Yes its the same Pat Robertson who blamed Haitian morality, the devil and voodoo for their earthquake. From the New York Times: “I really believe we should treat marijuana the way we treat beverage alcohol,” Mr. Robertson said in an interview on Wednesday. “I’ve never used marijuana and I don’t intend to, but it’s just one of those things that I think: this war on drugs just hasn’t succeeded.”
Mr. Robertson’s remarks echoed statements he made last week on “The 700 Club,” the signature program of his Christian Broadcasting Network, and other comments he made in 2010. While those earlier remarks were largely dismissed by his followers, Mr. Robertson has now apparently fully embraced the idea of legalizing marijuana, arguing that it is a way to bring down soaring rates of incarceration and reduce the social and financial costs….
“I believe in working with the hearts of people, and not locking them up,” he said.
Mr. Robertson’s remarks were hailed by pro-legalization groups, who called them a potentially important endorsement in their efforts to roll back marijuana penalties and prohibitions, which residents of Colorado and Washington will vote on this fall. “I love him, man, I really do,” said Neill Franklin, executive director of Law Enforcement Against Prohibition, a group of current and former law enforcement officials who oppose the drug war. “He’s singing my song.”
…But marijuana is a complex issue, both social and legal. For many, a dangerous weed that can be at a potency unheard of from the time of the 1960′s. And, there is no question that chronic use inhibits an ability to think clearly, disrupts the general flow of psychomotor functions, and generally can create harm for many even in the “casual use” category. There were some valid reasons that caused it to be listed as an illegal substance initially. …
For his part, Mr. Robertson said that he “absolutely” supported the ballot measures, though he would not campaign for them. “I’m not a crusader,” he said. That comment may invite debate, considering Mr. Robertson’s long career of speaking out — and sometimes in ways that drew harsh criticism — in favor of conservative family values. Recently, he was quoted as saying that victims of tornadoes in the Midwest could have avoided their fate by praying more.
But advocates of overhauling drug laws say Mr. Robertson’s newfound passion on their issue could help sway conservative voters and other religious leaders to their cause. “It’s completely out of control,” Mr. Robertson said. “Prisons are being overcrowded with juvenile offenders having to do with drugs. And the penalties, the maximums, some of them could get 10 years for possession of a joint of marijuana. It makes no sense at all.” …

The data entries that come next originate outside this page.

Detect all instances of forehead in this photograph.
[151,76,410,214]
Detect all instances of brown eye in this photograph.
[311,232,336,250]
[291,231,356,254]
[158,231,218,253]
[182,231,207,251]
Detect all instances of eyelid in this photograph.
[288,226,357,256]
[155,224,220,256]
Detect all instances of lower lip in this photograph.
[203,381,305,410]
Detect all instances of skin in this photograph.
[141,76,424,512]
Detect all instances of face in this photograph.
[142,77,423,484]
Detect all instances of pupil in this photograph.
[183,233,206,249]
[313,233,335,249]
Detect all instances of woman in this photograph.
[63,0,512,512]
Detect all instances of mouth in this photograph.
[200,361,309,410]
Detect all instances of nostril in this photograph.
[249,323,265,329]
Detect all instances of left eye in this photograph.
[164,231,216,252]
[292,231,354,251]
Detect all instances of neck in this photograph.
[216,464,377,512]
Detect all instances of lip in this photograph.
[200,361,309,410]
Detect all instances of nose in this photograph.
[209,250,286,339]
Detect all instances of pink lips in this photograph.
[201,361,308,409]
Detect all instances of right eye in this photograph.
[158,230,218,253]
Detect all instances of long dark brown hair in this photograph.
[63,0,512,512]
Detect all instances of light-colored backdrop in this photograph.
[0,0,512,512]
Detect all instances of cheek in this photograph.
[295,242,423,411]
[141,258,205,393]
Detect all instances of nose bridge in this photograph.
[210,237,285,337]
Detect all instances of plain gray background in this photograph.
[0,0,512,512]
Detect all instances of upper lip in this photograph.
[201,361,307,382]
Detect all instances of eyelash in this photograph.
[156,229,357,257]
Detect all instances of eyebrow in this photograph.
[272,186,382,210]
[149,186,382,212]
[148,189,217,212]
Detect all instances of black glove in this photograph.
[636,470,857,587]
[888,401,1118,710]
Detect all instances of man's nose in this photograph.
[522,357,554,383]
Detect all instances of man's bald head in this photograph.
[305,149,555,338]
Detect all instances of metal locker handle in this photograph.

…I don’t think we can say that there is a particularly moral stance on marijuana. It’s much more a social issue than anything else: at issue is not the drug itself, but how it is used which depends essentially on social issues. Potentially, alcohol is a more dangerous drug than marijuana. However, responsible people have created a social ambience for it that somewhat limits and controls the dangers involved. If one had lived in Babylonia 2000 years ago, there may have been something realively similar for the use of dope. But in our context, marijuana brings a lot of social baggage. But times change. Still, you have to buy it, hide it, and explain it as things stand now. The potential for psychosis aside, and the need for altered states aside, it may not be so much the chemical effect of the drug but everything that goes along with it….
Robertson: “If people can go into a liquor store and buy a bottle of alcohol and drink it at home legally, then why do we say that the use of this other substance is somehow criminal?” he said….
Mr. Franklin, who is a Christian, said Mr. Robertson’s position was actually in line with the Gospel. “If you follow the teaching of Christ, you know that Christ is a compassionate man,” he said. “And he would not condone the imprisoning of people for nonviolent offenses.”
Mr. Robertson said he enjoyed a glass of wine now and then — “When I was in college, I hit it pretty hard, but that was before Christ.” He added that he did not think marijuana appeared in the Bible, though he noted that “Jesus made water into wine.”